Dwunasta edycja programu „Rolnik szuka żony” dostarcza widzom wyjątkowo dużo emocji, a Gabriel stał się jedną z najbardziej kontrowersyjnych postaci sezonu. Rolnik zaprosił na swoje gospodarstwo trzy kandydatki: Klaudię, Karolinę i Weronikę. Od pierwszych odcinków faworytką widzów była sympatyczna, naturalna Klaudia — dziewczyna ze wsi, która doskonale odnajdywała się w realiach gospodarstwa. Tym większe było zaskoczenie, gdy to właśnie ją Gabriel pożegnał jako pierwszą, nawet nie zapraszając jej na randkę. Klaudia nie kryła łez, a widzowie — rozczarowania.
Wszystko wskazywało na to, że Gabriel postawi na Karolinę, drugą z faworytek. Jednak podczas kolacji z rodziną rolnika kandydatka otwarcie powiedziała, że nie planuje ślubu i nie uważa go za konieczność w związku. Dla Gabriela, który ma bardzo tradycyjne podejście do rodziny, był to sygnał przesądzający o jej odejściu z programu. Decyzja ta zaskoczyła nie tylko Karolinę, ale też widzów, którzy byli przekonani, że to właśnie ona zostanie do samego finału.

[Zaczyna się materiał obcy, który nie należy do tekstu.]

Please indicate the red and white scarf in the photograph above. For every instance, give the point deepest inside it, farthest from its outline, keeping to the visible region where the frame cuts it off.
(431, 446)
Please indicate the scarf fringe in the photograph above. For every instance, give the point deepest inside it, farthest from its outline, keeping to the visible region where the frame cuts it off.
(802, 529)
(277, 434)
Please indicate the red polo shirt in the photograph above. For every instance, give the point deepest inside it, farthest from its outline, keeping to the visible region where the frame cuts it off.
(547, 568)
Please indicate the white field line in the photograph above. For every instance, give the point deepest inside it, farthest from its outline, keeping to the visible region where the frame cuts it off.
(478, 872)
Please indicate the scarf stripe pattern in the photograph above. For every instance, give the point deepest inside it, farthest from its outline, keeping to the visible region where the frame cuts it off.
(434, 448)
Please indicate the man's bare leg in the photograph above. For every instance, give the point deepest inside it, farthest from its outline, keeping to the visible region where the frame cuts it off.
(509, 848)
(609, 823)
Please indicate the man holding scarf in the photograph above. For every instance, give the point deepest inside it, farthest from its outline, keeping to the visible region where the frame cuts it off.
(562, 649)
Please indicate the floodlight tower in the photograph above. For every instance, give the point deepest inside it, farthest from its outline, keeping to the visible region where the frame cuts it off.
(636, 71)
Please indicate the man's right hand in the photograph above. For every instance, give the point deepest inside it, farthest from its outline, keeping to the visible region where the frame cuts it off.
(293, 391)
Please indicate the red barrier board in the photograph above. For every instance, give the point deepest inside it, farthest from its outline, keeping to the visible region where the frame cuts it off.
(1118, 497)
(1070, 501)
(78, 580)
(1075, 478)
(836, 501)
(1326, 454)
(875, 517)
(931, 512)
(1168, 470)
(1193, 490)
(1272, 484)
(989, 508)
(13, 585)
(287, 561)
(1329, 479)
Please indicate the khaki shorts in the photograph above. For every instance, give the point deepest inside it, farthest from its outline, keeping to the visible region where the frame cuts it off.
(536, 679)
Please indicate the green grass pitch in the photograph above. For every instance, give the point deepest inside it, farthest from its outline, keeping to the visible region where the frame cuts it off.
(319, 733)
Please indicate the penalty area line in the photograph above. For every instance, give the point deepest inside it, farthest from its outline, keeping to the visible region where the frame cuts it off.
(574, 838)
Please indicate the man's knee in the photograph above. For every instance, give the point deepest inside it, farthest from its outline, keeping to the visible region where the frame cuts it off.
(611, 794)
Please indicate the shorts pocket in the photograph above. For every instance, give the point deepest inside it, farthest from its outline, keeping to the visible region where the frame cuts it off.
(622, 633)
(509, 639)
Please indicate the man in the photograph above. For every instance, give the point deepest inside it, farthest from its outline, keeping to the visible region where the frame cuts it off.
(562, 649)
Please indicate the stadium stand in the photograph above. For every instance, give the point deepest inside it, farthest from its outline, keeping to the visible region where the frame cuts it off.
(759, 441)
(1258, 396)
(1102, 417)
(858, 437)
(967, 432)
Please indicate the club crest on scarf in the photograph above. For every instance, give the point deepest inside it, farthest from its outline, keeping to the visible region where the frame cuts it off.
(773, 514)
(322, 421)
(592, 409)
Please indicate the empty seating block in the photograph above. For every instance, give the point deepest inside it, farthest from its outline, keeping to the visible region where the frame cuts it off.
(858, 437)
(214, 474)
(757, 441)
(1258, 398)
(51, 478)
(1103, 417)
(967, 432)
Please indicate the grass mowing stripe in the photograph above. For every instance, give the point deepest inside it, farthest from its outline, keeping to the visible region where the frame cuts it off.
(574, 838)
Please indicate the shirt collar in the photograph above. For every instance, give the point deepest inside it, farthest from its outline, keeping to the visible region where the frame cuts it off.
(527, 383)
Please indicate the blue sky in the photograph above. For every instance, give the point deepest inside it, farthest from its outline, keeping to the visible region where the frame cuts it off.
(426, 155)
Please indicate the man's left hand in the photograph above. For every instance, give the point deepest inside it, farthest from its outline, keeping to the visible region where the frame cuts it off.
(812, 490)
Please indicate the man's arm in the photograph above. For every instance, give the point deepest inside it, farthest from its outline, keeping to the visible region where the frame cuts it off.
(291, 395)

W efekcie na gospodarstwie pozostała Weronika — kandydatka, której z początku niemal nikt nie dawał szans. Komentujący program mówią wręcz, że „została drogą eliminacji”. Wielu widzów oceniało, że Weronika nie odnajdzie się na wsi, a jej relacja z Gabrielem szybko wygaśnie. Tymczasem w sieci zaczęły pojawiać się komentarze osób, które twierdzą, że widziały Gabriela i Weronikę razem już po zakończeniu zdjęć. Czy para naprawdę jest razem? Odpowiedź poznamy w finale.
Wielki finał „Rolnika” zaplanowano na niedzielę 7 grudnia. Wtedy wszyscy uczestnicy spotkają się ponownie z Martą Manowską, a widzowie dowiedzą się, które relacje przetrwały próbę czasu. Tymczasem sama Klaudia — najbardziej lubiana przez widzów kandydatka — nie ukrywa, że jej zdaniem Gabriel i Weronika do siebie pasują. Zapytana przez internautę, czy widzi ich razem, bez wahania napisała: „Oj, też tak uważam!”.
Czy widzowie „Rolnik szuka żony 12” faktycznie będą świadkami zaskakującego happy endu Weroniki i Gabriela? Finał zapowiada się wyjątkowo emocjonująco.